General Electric on Monday announced it is working on a holographic storage medium that resembles a typical optical disc and allows it to store the equivalent of 100 DVDs, the NY Times reported this weekend. Holography, used for the three-dimensional images on some older credit cards for security, can also store binary data in the form of 1s and 0s. The next step involves GE making the technology usable in hardware that can be mass-produced at affordable prices.
Vodafone Spain today got the edge on its other European counterparts by saying it would launch the HTC Magic early. The carrier's countdown has the phone shipping at midnight Tuesday and will make it the first country to get the handset, which is the second-ever Android phone and the first sold outside of T-Mobile. Unlike the G1, the Magic uses Android 1.5's on-screen keyboard alone for input and uses this to significantly slim down the design.
An Italian rmor from this weekend claims that Samsung is developing a new, flagship Omnia that would significantly improve on even the i8910, which itself was originally named the Omnia HD. Supposedly titled the Omnia Pro, the new model would get a 3.5-inch, 480x800 AMOLED screen but would also be the first Omnia with a hardware QWERTY keyboard, sliding out from underneath the screen. It would still have a 5-megapixel camera and would get a fast 624MHz processor.
TriGem's American label Averatec today gave its N2700 notebook a major update with better performance and other extras. The 12-inch notebook now uses a more modern 2GHz Core 2 Duo T6400 and comes preloaded with 4GB of RAM; to match the extra memory, it now ships with Windows Vista 64-bit. It now comes with a 250GB hard drive standard and, in a significant shift away from larger rivals, keeps preloaded trial apps and other 3rd-party software to a minimum to prevent the "bloat" that artificially slows down other Windows systems.

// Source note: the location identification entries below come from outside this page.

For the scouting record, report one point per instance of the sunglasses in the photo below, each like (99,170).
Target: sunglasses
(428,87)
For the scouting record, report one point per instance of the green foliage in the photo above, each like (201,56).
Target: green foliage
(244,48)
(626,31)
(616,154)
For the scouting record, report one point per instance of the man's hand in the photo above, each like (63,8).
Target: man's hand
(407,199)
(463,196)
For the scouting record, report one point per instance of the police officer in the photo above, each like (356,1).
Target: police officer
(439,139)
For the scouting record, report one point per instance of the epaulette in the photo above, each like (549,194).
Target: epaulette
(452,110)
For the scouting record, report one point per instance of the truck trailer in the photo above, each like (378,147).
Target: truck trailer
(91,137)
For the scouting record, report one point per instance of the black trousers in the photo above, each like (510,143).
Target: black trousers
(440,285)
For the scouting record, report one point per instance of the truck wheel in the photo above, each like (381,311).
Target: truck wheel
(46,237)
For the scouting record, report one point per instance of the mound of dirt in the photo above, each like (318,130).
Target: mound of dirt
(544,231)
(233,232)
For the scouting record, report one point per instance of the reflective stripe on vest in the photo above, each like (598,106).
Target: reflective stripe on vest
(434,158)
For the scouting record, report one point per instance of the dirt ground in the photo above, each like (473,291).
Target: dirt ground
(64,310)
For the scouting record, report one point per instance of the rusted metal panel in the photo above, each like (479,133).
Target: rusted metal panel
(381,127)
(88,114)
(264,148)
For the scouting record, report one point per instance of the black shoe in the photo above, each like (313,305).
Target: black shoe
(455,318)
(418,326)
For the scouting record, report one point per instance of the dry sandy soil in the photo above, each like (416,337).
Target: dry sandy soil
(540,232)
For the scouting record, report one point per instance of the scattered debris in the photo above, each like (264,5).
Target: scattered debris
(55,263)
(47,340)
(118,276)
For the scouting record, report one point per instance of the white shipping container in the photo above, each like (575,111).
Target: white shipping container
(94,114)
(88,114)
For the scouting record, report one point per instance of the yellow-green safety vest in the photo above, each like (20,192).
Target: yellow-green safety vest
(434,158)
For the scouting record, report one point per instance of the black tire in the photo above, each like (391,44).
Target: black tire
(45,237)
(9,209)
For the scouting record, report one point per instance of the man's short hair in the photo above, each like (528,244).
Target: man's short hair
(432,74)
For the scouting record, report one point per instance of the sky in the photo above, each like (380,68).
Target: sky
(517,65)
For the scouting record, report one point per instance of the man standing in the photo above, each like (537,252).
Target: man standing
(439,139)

Samsung today became the second company ever to formally launch a smartphone based on Google's Android platform. The i7500 is one of the thinnest full touchscreen phones at 0.47 inches deep and is also billed as one of the most advanced: it centers on a 3.2-inch, 320x480 AMOLED screen that not only provides much better color accuracy and brightness but also helps extend battery life. A 5-megapixel camera with autofocusing and flash gives it the most advanced photography of any Android phone, while it's also the first with the OS to have 8GB of built-in memory on top of a microSDHC card slot.
After weeks of trying to reach a settlement and put an end to the long-standing legal battles between them, lawyers at rival chipmakers Broadcom and Qualcomm came to an agreement, with Qualcomm agreeing to pay $891 million to Broadcom over four years. This marks the second payment Qualcomm will be making to the smaller Broadcom in lawsuits, though the first, at $19.6 million, was significantly smaller. Reuters reported the first payment of $200 million to settle the supposed patent infringements will be made in the current quarter.
Verizon on Monday claimed to have defied the economy with results for the first quarter of the year that were particularly strong. The company said it added 1.3 million new cellphone subscribers outside of its Alltel takeover, bringing it to 86.6 million total users. The company also notes that its revenue from wireless data also spiked 56.2 percent from a year earlier to $3.6 billion and that the amount of churn, or turnover of old subscribers replaced with new, was very low at just over 1.1 percent.
Toshiba on Monday revealed that it has started shipping its 32 nanometer NAND flash memory ahead of schedule. Originally planned for the fall, the higher-density storage is already being sampled today and should be in mass production by July. The process allows a single, thin 32-gigabit (4GB) chip and, with eight stacked chips, will allow 32GB of memory in a single package.